戸惑う私が聞き間違いかもしれないと先輩にもう1度と尋ねる前に続ける。
「俺は夢がある。全国優勝なんかじゃない。もちろん全国優勝はしたいし、なんかとか言ったら悪いかもしれないけど、そうじゃなくて。俺はプロのサッカー選手になりたい 」
赤面した顔はそのままだが、初めは詰まり詰まりだった声が最後の方は真っ直ぐな声になっていた。

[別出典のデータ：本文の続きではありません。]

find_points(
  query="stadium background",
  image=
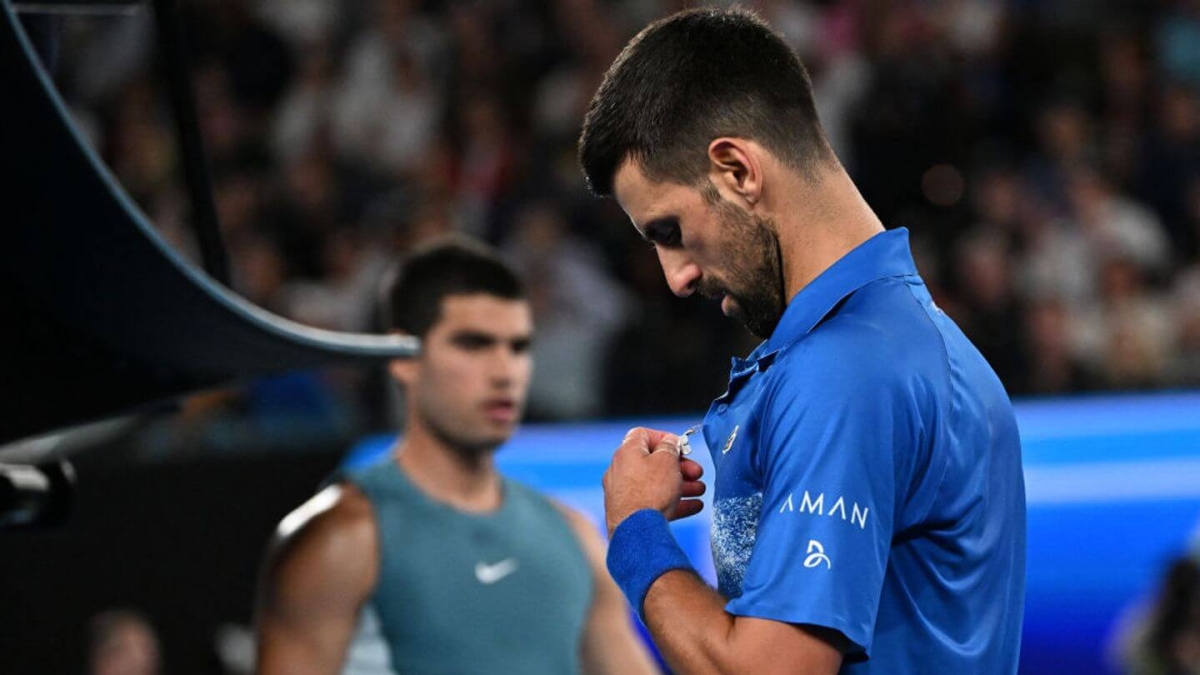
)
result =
(1045, 157)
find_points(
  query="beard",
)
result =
(755, 281)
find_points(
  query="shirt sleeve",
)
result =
(827, 457)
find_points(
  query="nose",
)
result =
(682, 274)
(505, 366)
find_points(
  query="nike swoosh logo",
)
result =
(495, 572)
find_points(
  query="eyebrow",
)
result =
(657, 230)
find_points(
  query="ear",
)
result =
(402, 371)
(736, 167)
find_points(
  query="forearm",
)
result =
(689, 625)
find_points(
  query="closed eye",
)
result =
(664, 232)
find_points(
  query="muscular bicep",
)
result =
(785, 649)
(317, 575)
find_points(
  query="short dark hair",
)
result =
(450, 266)
(693, 77)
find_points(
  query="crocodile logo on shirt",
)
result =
(729, 442)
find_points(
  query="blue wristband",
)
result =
(641, 550)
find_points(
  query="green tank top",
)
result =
(459, 593)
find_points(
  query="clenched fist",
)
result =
(647, 472)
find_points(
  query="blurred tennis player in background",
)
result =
(432, 561)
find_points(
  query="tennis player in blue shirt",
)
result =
(869, 499)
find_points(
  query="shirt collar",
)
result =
(882, 256)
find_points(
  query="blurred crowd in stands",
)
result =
(1044, 155)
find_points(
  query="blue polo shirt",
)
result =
(869, 477)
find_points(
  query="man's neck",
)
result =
(819, 223)
(463, 481)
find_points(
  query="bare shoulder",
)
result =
(328, 542)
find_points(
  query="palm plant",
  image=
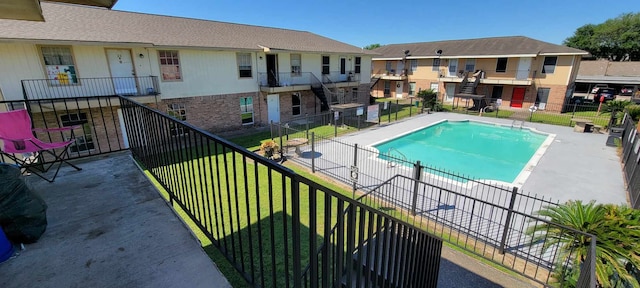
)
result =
(617, 234)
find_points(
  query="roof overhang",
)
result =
(563, 54)
(630, 80)
(30, 9)
(459, 57)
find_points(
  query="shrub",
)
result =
(634, 111)
(430, 99)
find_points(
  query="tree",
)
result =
(430, 99)
(617, 231)
(616, 39)
(372, 46)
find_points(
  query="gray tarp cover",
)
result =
(23, 214)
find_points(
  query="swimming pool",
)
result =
(479, 150)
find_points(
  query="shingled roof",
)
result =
(476, 48)
(74, 23)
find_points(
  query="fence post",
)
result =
(313, 152)
(335, 125)
(379, 114)
(397, 105)
(271, 129)
(573, 113)
(295, 231)
(306, 120)
(355, 163)
(410, 106)
(280, 137)
(507, 222)
(417, 174)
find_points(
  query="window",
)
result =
(549, 65)
(169, 65)
(59, 65)
(412, 88)
(470, 65)
(414, 65)
(325, 64)
(434, 86)
(84, 138)
(295, 104)
(387, 87)
(296, 65)
(501, 65)
(246, 110)
(496, 93)
(179, 112)
(436, 64)
(244, 65)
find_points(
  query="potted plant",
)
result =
(269, 148)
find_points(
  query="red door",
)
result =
(518, 97)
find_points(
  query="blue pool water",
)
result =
(477, 150)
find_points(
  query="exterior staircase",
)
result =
(319, 92)
(468, 91)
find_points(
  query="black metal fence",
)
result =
(98, 128)
(555, 114)
(628, 138)
(339, 158)
(485, 218)
(276, 227)
(496, 232)
(82, 87)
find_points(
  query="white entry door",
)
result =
(400, 68)
(523, 68)
(453, 68)
(450, 89)
(273, 105)
(399, 88)
(122, 73)
(125, 138)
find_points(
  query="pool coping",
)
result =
(518, 181)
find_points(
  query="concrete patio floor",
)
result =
(109, 227)
(576, 166)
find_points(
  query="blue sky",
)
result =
(361, 23)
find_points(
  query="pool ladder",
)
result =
(391, 162)
(513, 124)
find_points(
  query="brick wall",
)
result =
(216, 113)
(103, 128)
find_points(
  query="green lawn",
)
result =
(240, 210)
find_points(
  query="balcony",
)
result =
(108, 227)
(47, 89)
(392, 75)
(275, 227)
(284, 82)
(337, 79)
(492, 77)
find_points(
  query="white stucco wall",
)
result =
(204, 72)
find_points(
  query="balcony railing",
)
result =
(284, 79)
(338, 77)
(90, 87)
(276, 227)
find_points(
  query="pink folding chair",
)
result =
(17, 138)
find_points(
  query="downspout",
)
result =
(258, 93)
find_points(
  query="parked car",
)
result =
(607, 93)
(627, 90)
(595, 89)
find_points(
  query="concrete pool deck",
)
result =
(575, 166)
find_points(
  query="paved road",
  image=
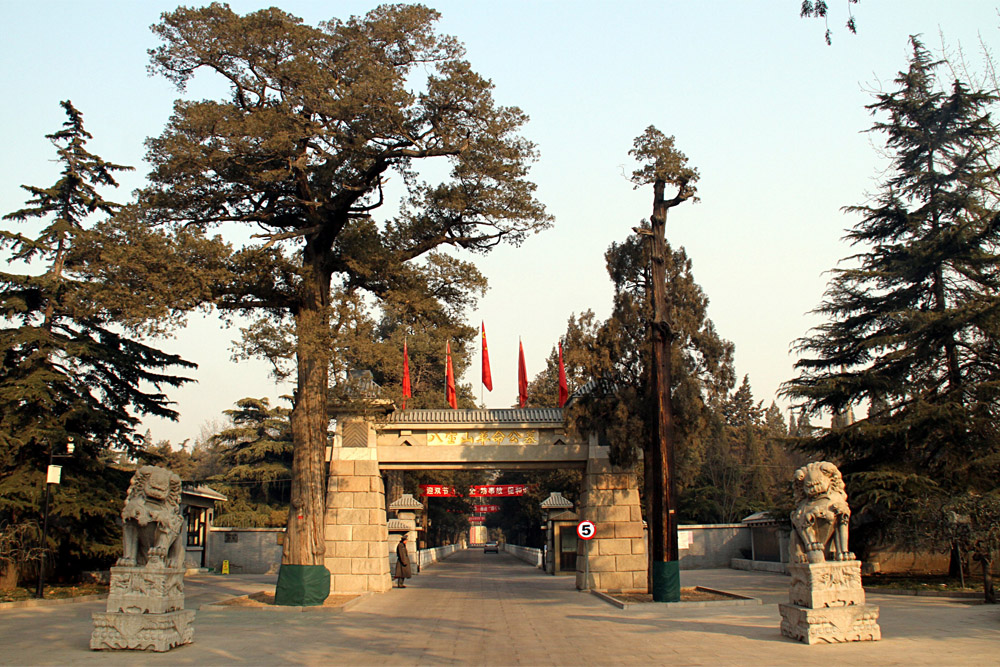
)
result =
(491, 609)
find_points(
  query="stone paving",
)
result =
(491, 609)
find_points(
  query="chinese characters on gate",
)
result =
(519, 436)
(478, 491)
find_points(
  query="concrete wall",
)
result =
(712, 546)
(428, 556)
(527, 554)
(424, 557)
(248, 550)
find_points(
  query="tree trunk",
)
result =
(989, 592)
(663, 517)
(8, 576)
(305, 536)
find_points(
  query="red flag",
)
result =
(407, 393)
(487, 376)
(563, 388)
(522, 379)
(450, 377)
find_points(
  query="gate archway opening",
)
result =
(366, 445)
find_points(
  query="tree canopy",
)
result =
(912, 320)
(302, 148)
(66, 370)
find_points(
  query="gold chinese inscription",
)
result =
(519, 436)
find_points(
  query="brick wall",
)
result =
(248, 550)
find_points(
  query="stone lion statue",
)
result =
(821, 517)
(153, 520)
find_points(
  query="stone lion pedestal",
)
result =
(826, 601)
(145, 611)
(827, 604)
(146, 601)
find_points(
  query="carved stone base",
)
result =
(142, 632)
(830, 625)
(145, 611)
(145, 590)
(827, 604)
(829, 584)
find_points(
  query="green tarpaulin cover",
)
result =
(302, 585)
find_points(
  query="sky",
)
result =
(772, 117)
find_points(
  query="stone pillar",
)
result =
(827, 604)
(553, 505)
(615, 559)
(356, 531)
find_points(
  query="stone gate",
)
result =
(510, 439)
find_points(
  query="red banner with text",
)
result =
(497, 491)
(438, 491)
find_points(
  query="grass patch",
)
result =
(265, 599)
(54, 592)
(923, 582)
(688, 594)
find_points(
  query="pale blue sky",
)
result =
(771, 116)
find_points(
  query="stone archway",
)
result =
(531, 438)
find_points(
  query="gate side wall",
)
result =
(615, 559)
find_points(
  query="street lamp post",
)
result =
(53, 475)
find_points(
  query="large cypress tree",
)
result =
(64, 371)
(914, 319)
(316, 120)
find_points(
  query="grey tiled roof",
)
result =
(500, 416)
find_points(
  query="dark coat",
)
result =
(402, 562)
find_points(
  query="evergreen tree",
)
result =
(64, 372)
(914, 323)
(257, 455)
(702, 363)
(316, 119)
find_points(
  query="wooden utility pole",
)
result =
(661, 165)
(664, 558)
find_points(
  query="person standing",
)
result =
(402, 562)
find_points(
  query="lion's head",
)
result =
(153, 489)
(817, 479)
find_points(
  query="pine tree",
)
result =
(317, 119)
(914, 322)
(64, 371)
(257, 454)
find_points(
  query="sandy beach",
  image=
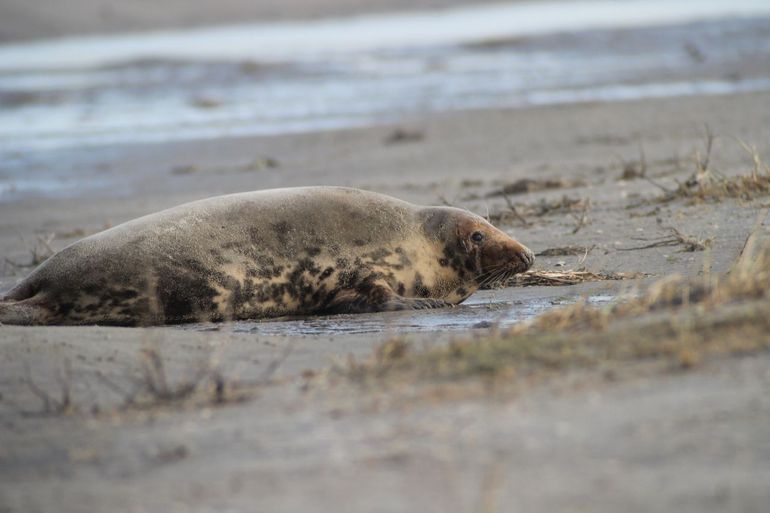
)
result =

「前もミーティングで話したけどサッカーは、本当にすごいと思うんだ。糸を通すかのような繊細なパスは世界を1つに繋げ、ゴールの決まる瞬間は地震が起こるほどに世界を沸かす。あのピッチと言うなの戦場で戦う戦士達は、ボール1つで世界に夢を与える。俺は、俺のプレーで世界に夢を与える、そんな選手になりたい 」
この言葉はあの日、県大会決勝のミーティングで先輩が皆に語った言葉だった。
先輩の熱くどこまでも真っ直ぐな想いに私は初めてサッカーを見た時と同じぐらい、いや、それ以上に心が踊り熱くなっていた。
「だから白崎、こんな俺でよかったらこれからも隣で支えてくれないか?。 」
「はいっ。私、私も先輩の夢を隣で見て、支えたいです 」
本当なら涙しながら歓喜で声を詰まらせながら返事をしているだろう所を、私は嬉しさを忘れるほど興奮しきっていた。
大好きな先輩と大好きなサッカーの夢を一緒に見る、こんなにも幸せで心躍ることはあるだろうか。